Cotas raciais – para todas as raças?
O Supremo Tribunal Federal (STF) julgou ontem constitucional a medida tomada pela Universidade de Brasília – UnB em 2004, que liberava 20% das vagas do seu vestibular para negros. Ponto final.
Em um frio resumo, o STF simplesmente disse que estava “ok” a decisão tomada naquele momento. Entretanto, o julgamento retomou as discussões sobre a validade ou não do sistema de cotas raciais. E daí, vem a dúvida: se o sistema é de cotas raciais, porque só se discute ou só se dá voz (e ouvidos) aos negros?

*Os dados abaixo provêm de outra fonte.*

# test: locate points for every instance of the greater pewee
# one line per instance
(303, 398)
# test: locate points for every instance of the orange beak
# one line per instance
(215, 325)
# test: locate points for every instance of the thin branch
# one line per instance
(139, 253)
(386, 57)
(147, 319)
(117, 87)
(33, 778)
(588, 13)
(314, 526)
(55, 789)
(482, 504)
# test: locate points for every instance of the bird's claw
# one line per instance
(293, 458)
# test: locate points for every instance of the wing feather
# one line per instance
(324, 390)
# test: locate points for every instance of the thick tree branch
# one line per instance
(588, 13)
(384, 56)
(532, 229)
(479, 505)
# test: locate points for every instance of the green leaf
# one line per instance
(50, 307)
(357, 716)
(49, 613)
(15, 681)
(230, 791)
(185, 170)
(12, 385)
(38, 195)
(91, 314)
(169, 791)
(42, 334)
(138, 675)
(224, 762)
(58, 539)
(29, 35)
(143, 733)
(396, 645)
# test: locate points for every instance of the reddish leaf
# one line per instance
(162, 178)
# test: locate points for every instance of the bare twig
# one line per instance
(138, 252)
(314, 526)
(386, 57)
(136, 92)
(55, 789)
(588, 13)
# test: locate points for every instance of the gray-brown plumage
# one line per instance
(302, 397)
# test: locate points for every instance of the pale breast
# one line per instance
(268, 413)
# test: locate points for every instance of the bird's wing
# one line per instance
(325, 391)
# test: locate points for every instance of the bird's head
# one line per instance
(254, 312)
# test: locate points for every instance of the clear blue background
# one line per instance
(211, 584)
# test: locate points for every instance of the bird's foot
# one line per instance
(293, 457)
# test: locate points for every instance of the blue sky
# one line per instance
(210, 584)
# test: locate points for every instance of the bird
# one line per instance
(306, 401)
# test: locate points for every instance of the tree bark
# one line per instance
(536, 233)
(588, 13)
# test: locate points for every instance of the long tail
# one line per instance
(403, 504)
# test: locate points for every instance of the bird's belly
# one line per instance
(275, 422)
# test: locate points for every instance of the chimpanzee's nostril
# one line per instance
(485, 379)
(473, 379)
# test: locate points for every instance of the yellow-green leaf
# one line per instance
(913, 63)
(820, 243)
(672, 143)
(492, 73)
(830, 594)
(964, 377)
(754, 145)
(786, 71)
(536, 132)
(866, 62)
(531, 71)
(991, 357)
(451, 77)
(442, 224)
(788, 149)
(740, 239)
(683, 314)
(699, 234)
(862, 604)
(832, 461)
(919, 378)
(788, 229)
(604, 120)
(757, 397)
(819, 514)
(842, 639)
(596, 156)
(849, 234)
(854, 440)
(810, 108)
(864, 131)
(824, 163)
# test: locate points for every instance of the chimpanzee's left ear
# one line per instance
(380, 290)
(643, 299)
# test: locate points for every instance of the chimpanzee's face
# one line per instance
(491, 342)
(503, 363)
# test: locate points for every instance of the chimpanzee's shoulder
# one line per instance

O argumento mais forte apresentado para a validação do sistema de cotas foi recuperar o que historicamente foi negado ao negro: o direito a competir em pé de igualdade. Isso desde o tempo da escravidão. Mas o que dizer do indígena? Não foi negado a ele esse mesmo direito desde o tempo do Descobrimento?
A mesma medida da UnB em 2004 reservou 20 vagas para os indígenas. Bom, contas matemáticas simples mostram que 20 vagas é menos que 20% do total das vagas. Estaremos vendo um racismo dentro da cota “anti-racismo”?
Se a cota é racial, qual o problema de considerar os orientais (também chamados de “amarelos)? “Ah! Mas eles estão em primeiro lugar no vestibular”. Mas este é o critério? A história também conta que os japoneses sofreram muito racismo na época da imigração, na época da Segunda Guerra. E o que dizer de chineses e coreanos? Só porque eles fizeram de sua “raça” uma história diferente, merecem menos consideração da lei?
Outro detalhe: cotas raciais não incluem situação econômica no critério. Ou seja, um negro que vem de escolas privadas e pertence à classe alta participa da cota.